Por: Mario Vázquez Robles / Re-Evolución
Tras catorce meses de mantener la frontera cerrada, la necesidad de reactivar las exportaciones ganaderas hacia Estados Unidos resulta indiscutible. Sin embargo, la decisión del gobierno federal de beneficiar a Sonora en una primera etapa antes que a Chihuahua ha generado serios cuestionamientos sobre los criterios utilizados para dicha determinación.
Falta de transparencia en los criterios sanitarios
Aunque las autoridades federales argumentan que existe coordinación con Estados Unidos y avances técnicos en la contención del gusano barrenador, no han especificado las métricas concretas ni las acciones faltantes que justifican el retraso para Chihuahua. La falta de definiciones claras sobre qué requisitos cumplió una entidad sobre la otra incrementa la incertidumbre entre las familias productoras.
El peso económico y la tradición ganadera de Chihuahua
Chihuahua representa aproximadamente el 40% de las exportaciones nacionales de ganado en pie hacia el mercado estadounidense. Este liderazgo es resultado de décadas de trabajo, inversión en genética y un riguroso cumplimiento de normativas sanitarias. Durante los catorce meses de bloqueo comercial, los ganaderos locales asumieron los costos de mantener sus hatos, pagar préstamos y sostener fuentes de empleo sin certezas sobre la reapertura.
Entre los principales impactos generados por la falta de claridad oficial destacan:
- Incertidumbre económica: Inversiones paralizadas y riesgo de pérdida de mercados consolidados.
- Deterioro de la confianza: Daño a la credibilidad comercial construida con socios internacionales.
- Desigualdad en las reglas del juego: Aplicación discrecional de criterios sanitarios sin la máxima publicidad exigida.
Exigencia de igualdad y sustento científico
La reapertura del mercado debe regirse estrictamente por criterios científicos y no por decisiones arbitrarias.
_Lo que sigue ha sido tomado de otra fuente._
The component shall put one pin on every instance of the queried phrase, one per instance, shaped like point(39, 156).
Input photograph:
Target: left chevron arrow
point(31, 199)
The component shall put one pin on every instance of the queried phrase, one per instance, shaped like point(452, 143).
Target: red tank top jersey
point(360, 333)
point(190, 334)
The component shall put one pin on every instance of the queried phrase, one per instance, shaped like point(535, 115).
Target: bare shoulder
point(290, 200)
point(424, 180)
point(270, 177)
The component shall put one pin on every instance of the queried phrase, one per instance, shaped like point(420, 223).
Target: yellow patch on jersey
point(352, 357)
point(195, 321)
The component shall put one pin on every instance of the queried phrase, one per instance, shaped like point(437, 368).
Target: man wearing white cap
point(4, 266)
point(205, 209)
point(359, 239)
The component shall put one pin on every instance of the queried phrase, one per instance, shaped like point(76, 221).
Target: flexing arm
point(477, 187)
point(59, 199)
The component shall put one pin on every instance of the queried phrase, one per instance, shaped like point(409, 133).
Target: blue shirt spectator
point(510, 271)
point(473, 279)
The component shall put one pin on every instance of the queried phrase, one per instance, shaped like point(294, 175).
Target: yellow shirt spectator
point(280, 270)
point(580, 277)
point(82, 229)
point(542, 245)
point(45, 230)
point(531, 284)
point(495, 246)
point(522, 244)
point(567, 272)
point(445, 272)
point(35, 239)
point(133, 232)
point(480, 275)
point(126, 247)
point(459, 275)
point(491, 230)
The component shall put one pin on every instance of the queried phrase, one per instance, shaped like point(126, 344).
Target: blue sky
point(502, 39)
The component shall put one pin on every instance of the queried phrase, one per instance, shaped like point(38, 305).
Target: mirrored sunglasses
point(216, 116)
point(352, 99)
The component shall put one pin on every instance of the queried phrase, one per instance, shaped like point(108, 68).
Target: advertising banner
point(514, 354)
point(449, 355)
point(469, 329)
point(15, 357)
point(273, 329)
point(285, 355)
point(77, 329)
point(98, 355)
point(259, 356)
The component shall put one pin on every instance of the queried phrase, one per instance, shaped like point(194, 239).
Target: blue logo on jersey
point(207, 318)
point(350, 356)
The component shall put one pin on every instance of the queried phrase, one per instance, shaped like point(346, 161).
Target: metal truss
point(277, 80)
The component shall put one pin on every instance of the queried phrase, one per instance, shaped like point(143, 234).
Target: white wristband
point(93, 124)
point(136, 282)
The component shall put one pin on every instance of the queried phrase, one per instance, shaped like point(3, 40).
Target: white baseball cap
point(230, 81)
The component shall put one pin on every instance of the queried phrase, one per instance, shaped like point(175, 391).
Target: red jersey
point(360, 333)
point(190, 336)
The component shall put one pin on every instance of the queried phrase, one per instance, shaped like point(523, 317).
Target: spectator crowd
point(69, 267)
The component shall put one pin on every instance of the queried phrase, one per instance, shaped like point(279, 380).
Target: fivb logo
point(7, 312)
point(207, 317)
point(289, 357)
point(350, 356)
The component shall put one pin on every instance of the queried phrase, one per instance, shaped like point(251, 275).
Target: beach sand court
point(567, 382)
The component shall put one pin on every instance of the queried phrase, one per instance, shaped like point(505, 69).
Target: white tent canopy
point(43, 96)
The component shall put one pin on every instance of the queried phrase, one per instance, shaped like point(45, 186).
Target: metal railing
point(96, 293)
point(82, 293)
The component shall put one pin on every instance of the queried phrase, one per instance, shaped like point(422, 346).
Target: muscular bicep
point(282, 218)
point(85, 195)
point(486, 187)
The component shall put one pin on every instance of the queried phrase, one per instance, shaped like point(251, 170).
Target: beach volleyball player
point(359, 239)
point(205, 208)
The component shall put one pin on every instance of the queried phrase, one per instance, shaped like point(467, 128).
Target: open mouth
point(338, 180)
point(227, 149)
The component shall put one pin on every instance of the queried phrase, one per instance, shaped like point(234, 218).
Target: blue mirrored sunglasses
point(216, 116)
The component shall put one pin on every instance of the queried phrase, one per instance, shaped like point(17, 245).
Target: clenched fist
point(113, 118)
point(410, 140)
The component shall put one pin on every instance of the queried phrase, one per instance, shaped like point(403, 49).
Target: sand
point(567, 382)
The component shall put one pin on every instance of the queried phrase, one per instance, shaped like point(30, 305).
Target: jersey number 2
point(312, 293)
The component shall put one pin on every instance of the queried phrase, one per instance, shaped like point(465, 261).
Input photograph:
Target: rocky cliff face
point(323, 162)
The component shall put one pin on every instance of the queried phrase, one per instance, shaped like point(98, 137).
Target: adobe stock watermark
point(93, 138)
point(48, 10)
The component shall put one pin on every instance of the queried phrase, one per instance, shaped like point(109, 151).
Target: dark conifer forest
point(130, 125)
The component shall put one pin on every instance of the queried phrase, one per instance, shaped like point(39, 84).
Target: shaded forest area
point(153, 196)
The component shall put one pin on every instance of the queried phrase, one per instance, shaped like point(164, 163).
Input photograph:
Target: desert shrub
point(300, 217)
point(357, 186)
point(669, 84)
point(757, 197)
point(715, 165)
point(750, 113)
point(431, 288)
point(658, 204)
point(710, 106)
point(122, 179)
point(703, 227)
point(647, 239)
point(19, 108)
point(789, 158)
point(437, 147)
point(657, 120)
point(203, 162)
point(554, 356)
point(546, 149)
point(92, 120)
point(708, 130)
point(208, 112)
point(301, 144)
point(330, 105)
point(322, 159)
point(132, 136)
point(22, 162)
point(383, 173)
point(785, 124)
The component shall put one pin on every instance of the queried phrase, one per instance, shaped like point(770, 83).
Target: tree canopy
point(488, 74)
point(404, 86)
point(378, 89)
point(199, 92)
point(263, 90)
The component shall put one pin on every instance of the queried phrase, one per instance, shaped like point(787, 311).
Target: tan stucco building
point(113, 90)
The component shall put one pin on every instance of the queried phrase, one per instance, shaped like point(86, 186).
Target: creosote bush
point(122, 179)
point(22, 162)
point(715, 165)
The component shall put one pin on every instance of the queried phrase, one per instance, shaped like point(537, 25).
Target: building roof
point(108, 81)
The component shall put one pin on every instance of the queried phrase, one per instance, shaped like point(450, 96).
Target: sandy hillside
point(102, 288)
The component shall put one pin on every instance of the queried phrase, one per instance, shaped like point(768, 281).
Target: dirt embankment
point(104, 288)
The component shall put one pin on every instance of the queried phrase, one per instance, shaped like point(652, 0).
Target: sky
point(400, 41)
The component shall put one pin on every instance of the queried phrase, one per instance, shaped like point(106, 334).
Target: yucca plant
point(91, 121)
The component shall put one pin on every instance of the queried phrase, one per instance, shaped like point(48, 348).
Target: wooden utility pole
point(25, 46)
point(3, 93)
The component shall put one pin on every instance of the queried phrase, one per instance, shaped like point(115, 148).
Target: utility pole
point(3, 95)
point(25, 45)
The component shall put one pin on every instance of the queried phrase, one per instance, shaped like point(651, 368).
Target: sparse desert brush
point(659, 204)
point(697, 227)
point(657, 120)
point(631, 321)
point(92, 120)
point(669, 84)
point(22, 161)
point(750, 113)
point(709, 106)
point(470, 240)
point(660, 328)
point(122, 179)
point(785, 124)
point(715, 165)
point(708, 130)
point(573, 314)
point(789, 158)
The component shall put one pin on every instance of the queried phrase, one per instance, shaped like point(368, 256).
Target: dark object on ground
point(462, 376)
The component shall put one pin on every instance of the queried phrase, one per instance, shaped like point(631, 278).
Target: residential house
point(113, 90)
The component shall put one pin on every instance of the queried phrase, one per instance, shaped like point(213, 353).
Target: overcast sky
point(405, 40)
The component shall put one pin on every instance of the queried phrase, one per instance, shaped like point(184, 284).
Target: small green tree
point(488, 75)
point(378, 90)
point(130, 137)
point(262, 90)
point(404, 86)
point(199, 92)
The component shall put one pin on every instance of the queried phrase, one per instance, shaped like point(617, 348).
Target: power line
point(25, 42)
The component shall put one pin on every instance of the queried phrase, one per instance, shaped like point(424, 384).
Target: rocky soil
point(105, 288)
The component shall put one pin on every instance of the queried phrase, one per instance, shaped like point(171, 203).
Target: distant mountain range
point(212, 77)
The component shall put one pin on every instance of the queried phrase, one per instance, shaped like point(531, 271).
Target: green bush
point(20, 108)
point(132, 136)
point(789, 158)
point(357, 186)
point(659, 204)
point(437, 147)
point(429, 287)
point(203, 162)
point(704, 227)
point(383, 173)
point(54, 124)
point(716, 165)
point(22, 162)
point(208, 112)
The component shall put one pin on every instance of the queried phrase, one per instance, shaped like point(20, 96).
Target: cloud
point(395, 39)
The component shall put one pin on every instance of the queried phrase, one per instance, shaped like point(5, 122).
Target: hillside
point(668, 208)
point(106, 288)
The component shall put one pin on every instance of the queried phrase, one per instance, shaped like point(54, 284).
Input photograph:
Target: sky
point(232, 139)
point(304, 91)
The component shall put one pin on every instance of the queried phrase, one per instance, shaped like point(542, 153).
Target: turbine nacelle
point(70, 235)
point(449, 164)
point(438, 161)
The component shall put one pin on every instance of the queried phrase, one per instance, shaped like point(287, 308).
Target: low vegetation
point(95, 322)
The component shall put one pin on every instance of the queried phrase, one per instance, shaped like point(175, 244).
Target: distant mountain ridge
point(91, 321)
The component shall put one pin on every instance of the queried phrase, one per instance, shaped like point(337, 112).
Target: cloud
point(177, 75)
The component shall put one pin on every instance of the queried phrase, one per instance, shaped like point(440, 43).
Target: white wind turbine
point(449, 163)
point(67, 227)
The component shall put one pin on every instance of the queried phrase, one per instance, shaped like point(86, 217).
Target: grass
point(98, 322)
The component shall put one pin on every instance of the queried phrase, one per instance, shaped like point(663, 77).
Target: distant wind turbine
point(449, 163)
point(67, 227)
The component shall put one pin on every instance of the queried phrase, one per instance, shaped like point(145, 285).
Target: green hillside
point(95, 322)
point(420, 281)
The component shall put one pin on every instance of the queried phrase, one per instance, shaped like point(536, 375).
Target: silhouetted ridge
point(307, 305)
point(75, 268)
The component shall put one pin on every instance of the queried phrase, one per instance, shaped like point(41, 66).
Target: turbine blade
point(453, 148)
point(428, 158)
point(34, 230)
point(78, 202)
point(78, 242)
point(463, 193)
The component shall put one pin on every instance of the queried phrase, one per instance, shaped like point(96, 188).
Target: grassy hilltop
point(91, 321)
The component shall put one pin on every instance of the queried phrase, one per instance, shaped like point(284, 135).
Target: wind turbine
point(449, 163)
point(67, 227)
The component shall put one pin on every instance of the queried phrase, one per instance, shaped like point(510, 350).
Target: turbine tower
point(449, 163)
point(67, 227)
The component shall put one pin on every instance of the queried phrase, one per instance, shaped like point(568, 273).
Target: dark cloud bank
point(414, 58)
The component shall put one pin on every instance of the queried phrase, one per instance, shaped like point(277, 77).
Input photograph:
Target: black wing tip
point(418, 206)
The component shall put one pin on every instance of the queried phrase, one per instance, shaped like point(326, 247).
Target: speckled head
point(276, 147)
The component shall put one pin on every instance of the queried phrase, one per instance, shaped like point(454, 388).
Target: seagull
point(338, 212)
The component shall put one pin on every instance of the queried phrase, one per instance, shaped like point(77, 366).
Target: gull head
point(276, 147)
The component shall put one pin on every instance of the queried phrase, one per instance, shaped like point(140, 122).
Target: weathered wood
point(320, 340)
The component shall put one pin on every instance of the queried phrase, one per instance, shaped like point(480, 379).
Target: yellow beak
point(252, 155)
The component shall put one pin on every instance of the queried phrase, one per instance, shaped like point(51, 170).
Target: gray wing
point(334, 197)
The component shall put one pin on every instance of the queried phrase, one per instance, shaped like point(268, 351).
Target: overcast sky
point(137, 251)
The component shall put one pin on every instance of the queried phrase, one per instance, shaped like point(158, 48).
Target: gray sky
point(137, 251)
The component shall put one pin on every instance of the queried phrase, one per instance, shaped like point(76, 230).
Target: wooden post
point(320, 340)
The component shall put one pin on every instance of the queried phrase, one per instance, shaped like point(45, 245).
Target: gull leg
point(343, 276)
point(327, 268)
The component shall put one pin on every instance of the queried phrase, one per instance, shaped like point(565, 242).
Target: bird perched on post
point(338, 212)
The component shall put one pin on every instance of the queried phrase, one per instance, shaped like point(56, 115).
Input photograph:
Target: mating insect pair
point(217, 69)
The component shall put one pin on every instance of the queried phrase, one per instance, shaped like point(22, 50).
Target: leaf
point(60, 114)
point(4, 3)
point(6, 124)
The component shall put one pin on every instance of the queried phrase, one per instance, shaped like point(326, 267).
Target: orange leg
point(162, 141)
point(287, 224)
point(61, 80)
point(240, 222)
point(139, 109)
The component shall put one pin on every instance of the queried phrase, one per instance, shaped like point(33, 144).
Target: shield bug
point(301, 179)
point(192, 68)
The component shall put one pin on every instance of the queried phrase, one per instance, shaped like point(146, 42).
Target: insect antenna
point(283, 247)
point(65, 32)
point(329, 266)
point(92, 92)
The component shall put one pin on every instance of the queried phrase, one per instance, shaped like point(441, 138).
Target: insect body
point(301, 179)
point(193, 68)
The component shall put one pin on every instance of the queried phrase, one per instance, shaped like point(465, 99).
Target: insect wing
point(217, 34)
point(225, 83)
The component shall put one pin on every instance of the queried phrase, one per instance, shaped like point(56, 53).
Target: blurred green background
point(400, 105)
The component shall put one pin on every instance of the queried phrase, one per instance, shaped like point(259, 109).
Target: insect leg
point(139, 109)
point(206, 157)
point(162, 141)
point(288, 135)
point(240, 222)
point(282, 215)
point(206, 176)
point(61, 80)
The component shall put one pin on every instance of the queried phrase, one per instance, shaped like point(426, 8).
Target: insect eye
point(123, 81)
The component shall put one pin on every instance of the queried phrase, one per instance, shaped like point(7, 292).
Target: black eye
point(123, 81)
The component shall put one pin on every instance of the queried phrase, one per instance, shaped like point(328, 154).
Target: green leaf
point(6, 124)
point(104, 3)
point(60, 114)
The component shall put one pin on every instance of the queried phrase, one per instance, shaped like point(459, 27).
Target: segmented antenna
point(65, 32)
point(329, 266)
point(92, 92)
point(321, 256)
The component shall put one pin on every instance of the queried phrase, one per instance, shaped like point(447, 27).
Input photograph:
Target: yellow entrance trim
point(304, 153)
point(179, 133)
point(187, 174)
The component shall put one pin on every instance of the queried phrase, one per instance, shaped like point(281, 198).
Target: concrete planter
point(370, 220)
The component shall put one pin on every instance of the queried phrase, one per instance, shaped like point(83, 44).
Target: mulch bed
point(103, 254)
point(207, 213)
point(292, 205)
La estrategia gubernamental —basada en la liberación de moscas estériles y la vigilancia epidemiológica— debe aplicarse con parámetros públicos, verificables e iguales para todas las entidades que cumplan con los estándares requeridos.
Garantizar condiciones de igualdad no es la solicitud de un privilegio, sino una exigencia de transparencia y justicia para un sector que ha cumplido cabalmente con las regulaciones y que requiere certidumbre para reanudar su actividad exportadora.